As a general rule, says Dr. Doyle, you should make 3 attempts at placing the endotracheal tube. If they prove unsuccessful, wisdom dictates you wake up the patient and proceed with fiber-optic intubation.

"Many times I'd get called to the OR when a patient couldn't be intubated, slide in a video laryngoscope, get a really good view of the glottis and put the tube in without difficulty," he says. "That avoided having to proceed with awake intubation or canceling the case altogether." But should video laryngoscopes give providers more confidence in managing the airways of high-acuity patients in the outpatient setting? "That's one of the big debates among anesthesia providers," says Dr. Doyle.

Not long ago, he says, no one in day surgery centers would operate on patients with BMIs over 35. Now many providers argue that intubating those individuals has become easier because of improved airway technologies such as video laryngoscopes.
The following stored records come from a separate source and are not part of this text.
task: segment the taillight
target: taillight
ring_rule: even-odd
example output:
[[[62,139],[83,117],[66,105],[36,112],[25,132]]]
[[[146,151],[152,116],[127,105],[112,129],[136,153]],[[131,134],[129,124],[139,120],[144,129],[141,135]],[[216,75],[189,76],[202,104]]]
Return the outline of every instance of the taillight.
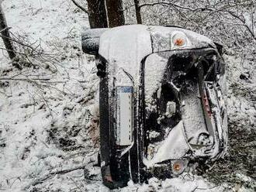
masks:
[[[116,87],[116,144],[129,146],[133,142],[133,108],[132,86]]]

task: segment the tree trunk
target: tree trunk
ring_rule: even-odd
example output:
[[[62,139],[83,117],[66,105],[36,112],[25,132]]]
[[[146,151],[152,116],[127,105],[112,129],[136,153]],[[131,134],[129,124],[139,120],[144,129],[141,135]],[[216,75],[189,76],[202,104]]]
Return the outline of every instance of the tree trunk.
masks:
[[[11,60],[16,57],[16,53],[14,51],[12,42],[11,41],[10,33],[9,32],[9,28],[6,24],[6,20],[5,17],[4,12],[2,9],[2,5],[0,2],[0,32],[1,36],[5,46],[5,49],[8,52],[9,57]]]
[[[106,0],[109,19],[109,26],[123,26],[125,19],[123,15],[122,0]]]
[[[136,12],[136,19],[137,24],[142,24],[141,14],[140,14],[140,7],[139,0],[134,0],[135,5],[135,12]]]
[[[108,27],[105,0],[87,0],[91,29]]]

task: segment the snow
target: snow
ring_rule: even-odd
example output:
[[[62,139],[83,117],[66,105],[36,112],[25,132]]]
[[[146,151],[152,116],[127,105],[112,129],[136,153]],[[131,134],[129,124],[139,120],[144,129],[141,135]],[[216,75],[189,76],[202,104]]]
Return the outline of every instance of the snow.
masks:
[[[12,70],[6,53],[0,53],[0,77],[51,78],[49,84],[0,81],[0,191],[109,191],[102,184],[100,168],[93,166],[99,151],[99,78],[94,58],[80,48],[81,31],[88,26],[87,15],[66,0],[5,0],[2,6],[12,33],[25,34],[30,42],[40,41],[44,51],[54,53],[59,62],[57,73],[43,67],[19,71]],[[252,131],[255,105],[246,91],[256,90],[255,75],[253,83],[237,83],[239,59],[225,59],[229,64],[229,117],[237,124],[250,125],[244,129]],[[249,63],[244,67],[251,73],[254,69]],[[242,90],[244,97],[239,92]],[[86,178],[82,169],[75,170],[81,166],[86,168]],[[57,173],[69,169],[74,170]],[[252,182],[242,173],[237,177]],[[190,173],[165,180],[151,178],[148,183],[130,181],[115,191],[250,191],[244,186],[216,186]]]

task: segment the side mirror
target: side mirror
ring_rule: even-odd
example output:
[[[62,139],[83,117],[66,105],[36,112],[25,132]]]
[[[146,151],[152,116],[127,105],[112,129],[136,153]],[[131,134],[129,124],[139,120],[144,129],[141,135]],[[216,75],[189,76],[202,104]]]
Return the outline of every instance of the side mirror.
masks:
[[[97,55],[100,36],[108,29],[108,28],[85,29],[81,33],[81,49],[83,52],[90,55]]]
[[[214,42],[214,44],[216,45],[216,47],[218,50],[218,52],[220,53],[220,55],[223,55],[223,46],[219,43]]]

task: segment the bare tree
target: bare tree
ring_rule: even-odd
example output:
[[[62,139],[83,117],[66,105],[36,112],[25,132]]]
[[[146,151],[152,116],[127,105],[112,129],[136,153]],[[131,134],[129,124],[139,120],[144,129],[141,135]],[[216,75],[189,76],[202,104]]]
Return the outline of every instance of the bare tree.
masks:
[[[108,19],[104,0],[87,0],[90,27],[108,27]]]
[[[122,0],[106,0],[109,19],[109,26],[123,26],[125,19],[123,15]]]
[[[5,43],[5,49],[11,60],[16,57],[16,53],[11,40],[10,33],[7,26],[6,19],[2,8],[2,2],[0,2],[0,33],[2,39]]]
[[[142,24],[141,14],[140,14],[140,6],[139,0],[134,0],[136,19],[137,24]]]

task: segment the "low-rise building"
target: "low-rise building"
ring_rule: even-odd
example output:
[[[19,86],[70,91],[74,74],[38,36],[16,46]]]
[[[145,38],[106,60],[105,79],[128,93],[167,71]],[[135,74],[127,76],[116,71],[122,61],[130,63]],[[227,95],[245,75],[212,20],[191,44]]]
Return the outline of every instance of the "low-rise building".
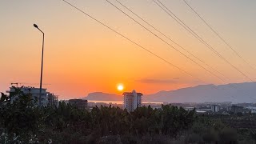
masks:
[[[242,113],[243,112],[244,108],[242,106],[230,106],[227,107],[227,111],[230,111],[232,113]]]
[[[211,111],[213,113],[218,113],[218,112],[219,112],[220,108],[221,107],[218,105],[213,105],[213,106],[211,106]]]
[[[17,87],[20,89],[21,92],[24,94],[31,94],[32,98],[34,100],[36,105],[39,105],[39,95],[40,95],[40,88],[30,87],[30,86],[22,86]],[[41,92],[41,106],[46,106],[48,105],[48,92],[47,89],[42,89]],[[18,98],[18,94],[15,94],[15,87],[10,87],[10,90],[6,91],[12,95],[10,99],[11,102]]]

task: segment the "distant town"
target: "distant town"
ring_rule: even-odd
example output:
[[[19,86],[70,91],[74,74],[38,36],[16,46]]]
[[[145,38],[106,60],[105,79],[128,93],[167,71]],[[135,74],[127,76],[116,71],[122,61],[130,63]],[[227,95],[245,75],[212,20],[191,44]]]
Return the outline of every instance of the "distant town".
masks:
[[[14,92],[14,88],[20,88],[24,94],[30,94],[33,99],[38,100],[39,105],[39,88],[32,86],[10,86],[7,94]],[[138,107],[150,106],[154,109],[161,109],[162,105],[171,105],[183,107],[186,110],[193,110],[195,109],[198,114],[223,114],[230,115],[234,114],[256,114],[256,104],[252,103],[234,103],[231,102],[184,102],[184,103],[169,103],[169,102],[143,102],[143,94],[137,93],[135,90],[132,92],[124,92],[123,102],[122,103],[115,101],[109,102],[91,102],[84,98],[58,100],[58,96],[54,93],[47,91],[47,89],[42,89],[41,105],[42,106],[58,106],[59,102],[64,102],[66,104],[72,105],[79,109],[86,109],[90,110],[93,107],[98,106],[115,106],[122,109],[126,109],[128,112],[134,110]],[[18,97],[14,97],[14,101]]]

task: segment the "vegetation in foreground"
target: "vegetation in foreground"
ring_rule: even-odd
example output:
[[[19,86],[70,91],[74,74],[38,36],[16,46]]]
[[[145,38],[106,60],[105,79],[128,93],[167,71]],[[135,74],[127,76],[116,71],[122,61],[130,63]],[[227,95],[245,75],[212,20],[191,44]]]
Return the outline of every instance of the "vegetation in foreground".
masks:
[[[16,101],[10,99],[18,95]],[[118,107],[80,110],[65,102],[38,107],[19,89],[0,100],[0,143],[254,143],[255,135],[221,118],[163,105],[131,113]]]

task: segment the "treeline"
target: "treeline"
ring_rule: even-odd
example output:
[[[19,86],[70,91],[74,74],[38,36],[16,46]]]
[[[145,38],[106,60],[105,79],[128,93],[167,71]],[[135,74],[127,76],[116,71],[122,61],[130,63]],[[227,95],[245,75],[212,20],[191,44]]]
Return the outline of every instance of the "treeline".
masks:
[[[11,98],[18,98],[11,102]],[[0,143],[237,142],[236,130],[195,110],[163,105],[128,113],[118,107],[90,111],[60,102],[38,107],[19,89],[0,100]]]

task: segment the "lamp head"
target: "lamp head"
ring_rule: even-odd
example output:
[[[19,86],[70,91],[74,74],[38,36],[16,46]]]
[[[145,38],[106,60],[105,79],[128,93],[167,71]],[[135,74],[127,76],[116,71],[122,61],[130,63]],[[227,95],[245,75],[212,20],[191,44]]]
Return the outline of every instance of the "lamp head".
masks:
[[[38,28],[38,25],[36,25],[36,24],[34,24],[34,27],[35,27],[35,28]]]

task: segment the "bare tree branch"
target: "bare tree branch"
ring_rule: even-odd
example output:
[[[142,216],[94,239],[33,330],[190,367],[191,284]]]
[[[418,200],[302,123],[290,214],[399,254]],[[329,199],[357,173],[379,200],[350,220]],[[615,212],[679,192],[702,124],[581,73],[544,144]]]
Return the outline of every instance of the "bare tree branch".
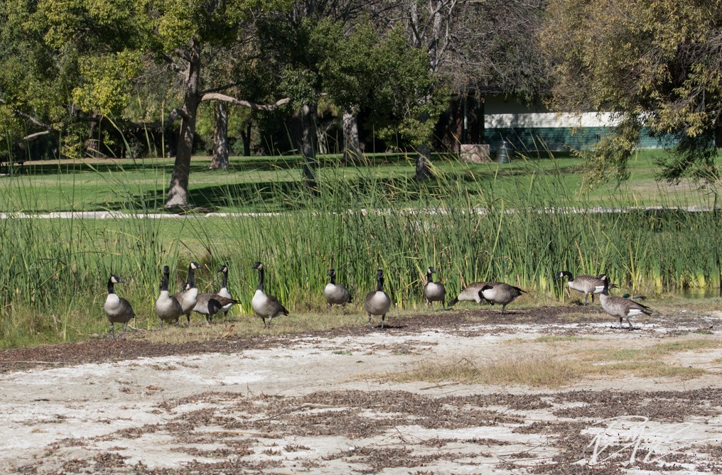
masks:
[[[236,99],[235,97],[232,97],[231,96],[228,96],[225,94],[210,92],[208,94],[204,94],[201,97],[201,100],[222,100],[232,104],[235,104],[236,105],[243,105],[247,108],[251,108],[254,110],[275,110],[284,104],[287,104],[291,102],[291,98],[284,97],[276,101],[275,104],[256,104],[256,103],[251,103],[248,100]]]

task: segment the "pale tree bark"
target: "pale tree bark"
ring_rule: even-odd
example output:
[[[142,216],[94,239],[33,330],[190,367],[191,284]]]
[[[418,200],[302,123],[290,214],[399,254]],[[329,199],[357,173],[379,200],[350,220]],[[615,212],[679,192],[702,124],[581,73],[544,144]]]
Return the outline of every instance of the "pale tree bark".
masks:
[[[363,156],[359,141],[359,126],[353,110],[344,111],[344,161],[348,163]]]
[[[297,126],[294,128],[294,147],[303,158],[302,165],[303,180],[313,193],[318,193],[316,179],[316,104],[305,104],[294,117]]]
[[[201,69],[201,48],[191,40],[187,54],[188,66],[184,74],[183,105],[181,108],[183,119],[180,121],[178,152],[173,172],[170,176],[170,186],[165,199],[168,209],[186,208],[188,206],[188,183],[191,173],[191,157],[193,154],[193,140],[196,136],[196,116],[198,105],[201,102],[199,94]]]
[[[445,53],[451,35],[451,22],[458,0],[429,0],[428,9],[420,12],[420,2],[411,0],[409,4],[408,25],[411,43],[417,48],[425,47],[429,54],[429,71],[437,74],[443,66]],[[463,3],[463,1],[462,1]],[[431,100],[425,97],[422,102]],[[425,117],[422,121],[432,120]],[[425,143],[417,147],[418,155],[414,178],[425,180],[431,176],[431,144]]]
[[[212,170],[228,168],[228,107],[218,101],[213,108],[215,126],[213,128],[213,159],[208,167]]]
[[[245,125],[245,130],[240,131],[240,139],[243,141],[243,157],[251,157],[251,122]]]

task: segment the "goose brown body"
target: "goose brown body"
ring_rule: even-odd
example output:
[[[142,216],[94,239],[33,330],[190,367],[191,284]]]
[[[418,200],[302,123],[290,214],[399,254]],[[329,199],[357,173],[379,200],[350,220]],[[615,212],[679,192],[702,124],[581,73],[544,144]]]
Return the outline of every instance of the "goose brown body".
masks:
[[[274,317],[280,313],[288,315],[288,310],[274,296],[264,292],[264,265],[256,262],[253,264],[253,269],[258,271],[258,286],[256,289],[256,293],[253,294],[253,298],[251,300],[251,306],[256,315],[261,317],[264,322],[264,328],[271,328],[271,321]],[[266,318],[269,319],[268,324],[266,323]]]
[[[105,312],[105,316],[110,323],[110,336],[116,339],[115,324],[123,323],[123,339],[126,338],[126,330],[128,328],[128,322],[135,318],[133,312],[133,307],[131,302],[126,299],[118,297],[115,292],[115,284],[121,284],[123,280],[118,276],[113,274],[108,279],[108,297],[103,305]]]
[[[449,301],[449,307],[456,305],[458,302],[476,302],[481,303],[485,299],[482,295],[482,288],[487,285],[489,282],[471,282],[464,290],[459,292],[458,295]]]
[[[323,287],[323,296],[330,312],[334,305],[341,305],[341,313],[346,313],[346,304],[351,302],[351,293],[342,284],[336,282],[336,270],[329,269],[330,282]]]
[[[426,299],[427,305],[433,305],[434,302],[440,302],[441,306],[446,308],[444,300],[446,298],[446,287],[441,282],[435,282],[432,280],[432,274],[436,271],[433,267],[430,267],[426,271],[426,284],[424,284],[424,297]]]
[[[198,288],[196,287],[196,269],[200,269],[201,264],[197,262],[191,262],[188,266],[188,281],[186,283],[184,289],[177,292],[173,295],[173,298],[180,303],[183,308],[183,315],[188,319],[188,326],[191,325],[191,312],[196,307],[196,301],[198,299]]]
[[[601,303],[601,308],[605,312],[613,317],[619,318],[620,330],[622,329],[622,321],[623,319],[626,318],[627,323],[629,323],[627,330],[632,330],[634,327],[632,326],[630,317],[652,314],[652,309],[646,305],[643,305],[638,302],[635,302],[631,299],[623,297],[609,295],[609,284],[606,280],[606,276],[602,279],[602,281],[604,283],[600,286],[601,295],[599,295],[599,302]]]
[[[163,266],[163,277],[160,282],[160,295],[155,300],[155,313],[160,318],[160,326],[163,322],[173,322],[178,326],[178,318],[183,315],[183,307],[178,299],[168,294],[168,276],[170,273],[168,266]]]
[[[386,319],[386,313],[391,308],[391,298],[388,294],[383,292],[383,271],[376,271],[376,289],[366,295],[364,299],[363,308],[368,314],[368,328],[371,328],[371,316],[381,315],[381,328],[383,328]]]
[[[481,294],[489,303],[501,305],[501,314],[504,315],[506,306],[514,300],[526,293],[519,287],[504,282],[492,282],[482,287]]]
[[[206,323],[210,323],[213,321],[213,317],[222,311],[224,308],[236,303],[240,302],[218,294],[204,292],[196,297],[196,305],[193,308],[193,311],[206,315]]]
[[[591,295],[592,302],[594,301],[594,294],[601,294],[601,291],[599,290],[599,287],[604,286],[604,282],[600,278],[601,276],[606,276],[602,274],[599,277],[596,277],[594,276],[587,275],[586,274],[581,274],[578,275],[576,277],[572,276],[571,272],[568,271],[561,271],[557,272],[556,278],[563,279],[567,277],[569,280],[567,282],[567,285],[569,286],[570,289],[573,289],[577,292],[580,292],[584,294],[584,305],[588,304],[588,298]],[[614,284],[611,284],[614,286]]]

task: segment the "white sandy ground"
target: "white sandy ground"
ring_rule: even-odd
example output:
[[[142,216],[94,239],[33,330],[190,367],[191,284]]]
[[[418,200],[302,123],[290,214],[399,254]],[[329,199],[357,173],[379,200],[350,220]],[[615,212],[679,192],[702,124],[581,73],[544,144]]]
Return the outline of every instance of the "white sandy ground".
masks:
[[[720,321],[718,315],[706,318],[704,325],[713,328],[706,337],[721,337]],[[373,467],[364,464],[361,456],[364,450],[399,449],[407,450],[423,463],[419,462],[418,466],[401,463],[380,473],[523,474],[534,465],[553,467],[552,457],[560,449],[554,443],[553,433],[517,430],[535,422],[563,422],[552,414],[560,409],[558,404],[534,410],[493,408],[510,419],[503,417],[496,424],[453,430],[429,429],[409,419],[380,435],[360,438],[342,435],[268,434],[250,428],[229,430],[201,424],[192,431],[194,440],[184,443],[162,427],[178,421],[183,414],[209,408],[217,416],[240,422],[281,422],[291,413],[274,414],[268,406],[268,396],[274,396],[270,398],[272,401],[316,391],[408,391],[429,398],[506,393],[539,394],[540,398],[549,398],[550,395],[578,390],[613,390],[619,391],[623,399],[626,391],[721,387],[722,350],[719,349],[665,357],[669,362],[703,367],[709,372],[702,378],[691,380],[587,379],[553,391],[425,382],[393,383],[375,376],[409,369],[423,359],[474,355],[480,361],[499,360],[521,357],[525,352],[560,352],[565,344],[576,348],[585,344],[639,348],[684,337],[679,333],[670,336],[669,328],[656,324],[653,320],[644,322],[633,332],[619,331],[601,324],[557,327],[552,329],[552,334],[572,331],[592,339],[588,343],[534,343],[532,341],[538,336],[549,334],[548,326],[537,325],[518,326],[516,333],[481,326],[464,327],[453,334],[433,329],[414,335],[396,329],[376,329],[360,339],[299,337],[292,344],[282,347],[238,354],[147,358],[0,375],[0,471],[134,473],[131,470],[134,466],[136,471],[139,466],[144,470],[179,469],[195,460],[201,463],[226,461],[240,473],[246,473],[240,469],[244,466],[248,467],[247,473],[375,473]],[[214,394],[210,398],[199,396],[208,392]],[[257,411],[249,413],[248,405],[240,404],[242,401],[252,403]],[[173,404],[164,406],[169,402]],[[570,405],[575,404],[582,403]],[[344,409],[300,404],[292,414],[313,417]],[[665,473],[714,473],[700,467],[704,463],[719,463],[718,461],[710,460],[713,456],[708,451],[697,453],[695,448],[716,445],[716,453],[722,453],[719,450],[722,401],[712,409],[712,416],[681,414],[679,420],[672,421],[648,420],[641,417],[587,420],[580,434],[594,438],[575,463],[579,464],[580,470],[612,465],[630,474],[657,473],[655,466],[673,469]],[[362,414],[372,421],[395,415],[380,411]],[[123,430],[147,427],[147,424],[160,424],[161,428],[135,435]],[[209,437],[201,440],[204,434]],[[435,440],[445,442],[435,445]],[[245,451],[229,453],[230,445],[225,445],[229,440],[245,444]],[[226,452],[214,455],[212,450],[223,448]],[[438,456],[444,452],[451,455]],[[111,454],[110,459],[108,454]],[[685,454],[694,460],[669,467],[677,454]],[[430,458],[423,459],[425,455]],[[113,457],[116,456],[120,461],[113,465],[117,461]],[[106,464],[101,466],[100,460]],[[269,461],[275,466],[261,469],[258,468],[261,466],[254,465]]]

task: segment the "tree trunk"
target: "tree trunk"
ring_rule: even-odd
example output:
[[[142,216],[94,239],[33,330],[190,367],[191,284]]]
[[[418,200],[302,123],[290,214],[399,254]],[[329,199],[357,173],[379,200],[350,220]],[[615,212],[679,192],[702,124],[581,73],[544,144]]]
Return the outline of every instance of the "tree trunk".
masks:
[[[240,131],[240,139],[243,141],[243,157],[251,157],[251,122],[245,131]]]
[[[193,140],[196,135],[196,116],[201,97],[198,86],[201,69],[201,48],[192,41],[188,51],[189,61],[185,74],[185,94],[183,97],[183,116],[178,134],[178,150],[173,172],[170,176],[168,196],[165,208],[175,209],[187,208],[188,175],[191,173],[191,156],[193,154]]]
[[[414,180],[426,180],[431,177],[431,147],[425,144],[417,149],[419,156],[416,159]]]
[[[359,141],[359,126],[356,115],[350,110],[344,111],[344,162],[349,163],[363,156]]]
[[[213,160],[208,167],[212,170],[228,168],[228,106],[216,101],[213,108],[215,127],[213,129]]]
[[[316,104],[305,104],[297,114],[298,132],[294,138],[294,147],[300,152],[303,157],[303,180],[313,193],[318,193],[318,183],[316,179],[316,146],[313,139],[316,136]]]

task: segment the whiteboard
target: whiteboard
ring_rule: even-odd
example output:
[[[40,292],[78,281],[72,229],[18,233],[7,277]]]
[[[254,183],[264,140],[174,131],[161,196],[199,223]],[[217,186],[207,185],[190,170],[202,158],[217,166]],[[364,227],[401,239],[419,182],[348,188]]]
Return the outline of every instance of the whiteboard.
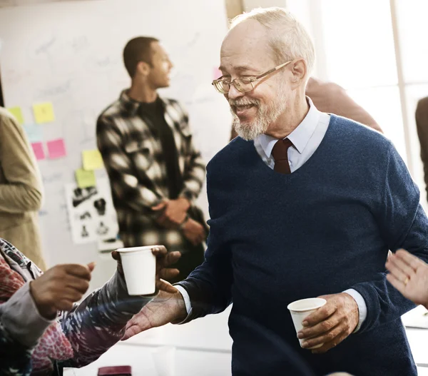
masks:
[[[90,0],[0,9],[5,106],[20,106],[25,122],[34,123],[33,103],[52,102],[56,119],[40,126],[44,143],[59,138],[66,143],[66,157],[39,161],[49,265],[95,260],[93,288],[114,270],[114,262],[100,255],[96,243],[72,242],[64,187],[75,181],[81,151],[96,148],[98,114],[130,84],[122,61],[126,42],[138,36],[161,41],[175,66],[170,88],[160,93],[185,106],[208,162],[227,143],[231,124],[226,101],[210,84],[226,31],[223,0]],[[205,193],[199,202],[208,217]]]

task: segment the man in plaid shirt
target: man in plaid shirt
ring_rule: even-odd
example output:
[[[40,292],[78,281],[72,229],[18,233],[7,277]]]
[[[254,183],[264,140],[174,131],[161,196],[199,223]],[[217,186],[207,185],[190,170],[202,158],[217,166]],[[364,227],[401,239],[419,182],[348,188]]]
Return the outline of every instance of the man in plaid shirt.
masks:
[[[98,147],[110,178],[126,247],[178,250],[178,278],[203,261],[208,228],[195,200],[205,176],[188,115],[156,91],[169,86],[173,64],[158,39],[138,37],[123,50],[131,86],[98,117]]]

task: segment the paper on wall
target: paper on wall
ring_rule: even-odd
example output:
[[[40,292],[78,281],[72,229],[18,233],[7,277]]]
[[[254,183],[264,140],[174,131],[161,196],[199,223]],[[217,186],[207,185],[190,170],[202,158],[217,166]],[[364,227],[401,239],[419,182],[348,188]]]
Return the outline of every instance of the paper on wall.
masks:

Dr. Doyle believes assessing how easy or difficult it is to intubate high-acuity individuals oversimplifies a complex issue. "After you extubate these patients," he explains, "many of whom have sleep apnea, questions remain about how long they should be monitored post-operatively in ambulatory settings."

User-friendly features
Compared to other techniques such as fiber-optic visualization, "the proper use of a video laryngoscope is easily learned because the technique is basically the same as performing standard laryngoscopy," says Charles A. DeFrancesco, MD, staff anesthesiologist at Delmont Surgery Center in Greensburg, Pa.

Some providers prefer the portability of small, pocket-sized scopes, but the devices can be a challenge to keep track of and are easy to misplace, says Dr. Doyle. He likes that the viewing units of his hospital's video scopes are housed on stands that roll easily from room to room.

Dr. Stevens recommends scopes with adequately sized viewing screens, especially in teaching institutions or in facilities where MDs supervise CRNAs. "The screen provides better views of the laryngoscopy, thereby facilitating teamwork during intubation," he says. "Since I can see what the CRNA is seeing, I can better assist and offer feedback. It makes me feel more involved, rather than relying on what someone else is seeing, and what they're telling me."

Some video laryngoscopes have channels for placing the endotracheal tube through, but the devices aren't necessarily as easy to use as conventional video scopes, says Dr. Doyle. "With non-channeled devices, providers can independently manipulate the laryngoscope and endotracheal tube," he explains. "That 2 degrees of freedom has a clear advantage over placing the tube through a channeled device, which positions the tube only where the channel directs it."

Dr. Doyle says the scope position that provides the best view of the airway is not necessarily the position that provides the best intubation. "It's frequently wise to pull back from the glottis in order to achieve a more distant view when placing the endotracheal tube," he says. "If you're too close, the trajectory of the tube can be unfavorable, and it tends to hit the anterior tracheal wall."

No magic bullet
Dr. Stevens believes video laryngoscopes have become the go-to tool for many young providers at the first sign of a difficult airway. But he cautions against false confidence when reaching for what they think is a magic bullet for intubation. "Take a step back and realize that video laryngoscopy isn't an airway panacea," he says. "It's not a guarantee that you'll get a great view and get in. Pre-op evaluation of the airway and proper planning are still airway management's essential elements."